Along with a preapproval, you’ll have to complete an application for the specific loan type you’re after, which requires a thorough vetting of your finances and the home you’re buying, including:
- Any debt you have, like student loans and credit cards
- Your work history and income
- Assets such as bank accounts, stocks and retirement funds
- The size of a down payment you expect to pay, and where it is coming from (such as a gift, inheritance or savings)
- What type of property you’re purchasing
Once you submit the application, you’ll receive a loan estimate, a document detailing all of the estimated costs of the loan you applied for. Lenders quote these costs upfront to allow borrowers to compare offers. You’ll receive the loan estimate within three days of applying, or possibly at the time of application.
Depending on your lender, there might be a one-time application fee, as well.
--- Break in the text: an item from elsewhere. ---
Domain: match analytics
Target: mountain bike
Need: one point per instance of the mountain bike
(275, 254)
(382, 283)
Loan processing and underwriting
During loan processing and underwriting, the lender and underwriters assess your information, sometimes called your risk profile, to see how much of a mortgage you can handle and pay back on time. The lender evaluates information through a software program, manually or both to come to a decision about loaning you a mortgage. At this time, the lender can approve or deny the loan, or ask for more information. Don’t be surprised if you do get a request for more information — this is very common.
When your application for a mortgage has been approved and underwriting is complete, you’ll get a final commitment letter for the loan. The next step is the closing. During the closing, you’ll sign paperwork agreeing to the loan terms and the transfer of the property, and get the keys to your new home. You’ll also be responsible for paying closing costs, which includes the origination fee if your lender charges one. There might be other fees, as well, such as an underwriting fee or documentation preparation fee and title insurance and attorney fees.
The various closing costs and fees fall into three categories:
- Some may not change
- Some may go up to 10 percent
- Some may go up without limit under special circumstances
If allowable changes occur, a revised loan estimate will be provided.
You can negotiate closing costs in several ways, such as asking your lender for a discount or the seller to pitch in, or rolling the costs into your loan (which can save you money upfront, but can cost you more over the life of the loan).
How to apply for a mortgage
It can be time-consuming and sometimes stressful to go through the mortgage origination process, so preparation is key.
1. Check your credit
Well before you apply for a mortgage (or even seriously consider buying a home), check to confirm that your credit score meets minimum requirements and your report is error-free. The higher your score, the better your choices and less interest you pay.
Fix what needs to be fixed, and raise your score where you can by paying down debt and avoiding taking on more. Avoid any late payments on rent, credit cards, student loans or car loans, and be sure to keep the same job, if possible, because stability is crucial in the eyes of a lender.
2. Understand the type of mortgage you might want
From conventional to USDA loans, know the differences of each loan type and which one fits your finances and situation, especially as it pertains to where you are in your life or family cycle. For example, how likely are you to refinance or be in the house five, seven years from now?
3. Compare offers from different lenders
It’s crucial for your budget to find the best lender for your situation. Talk to at least three mortgage lenders, ideally starting with your own bank to see what kind of relationship programs it offers. Ask your friends, family and real estate agent who they would recommend. Note there are different types of lenders — national banks, community banks, credit unions, mortgage brokers, mortgage bankers and online lenders. Each state has a housing finance agency, as well, which generally works with lenders of all kinds, and might be a good place to start.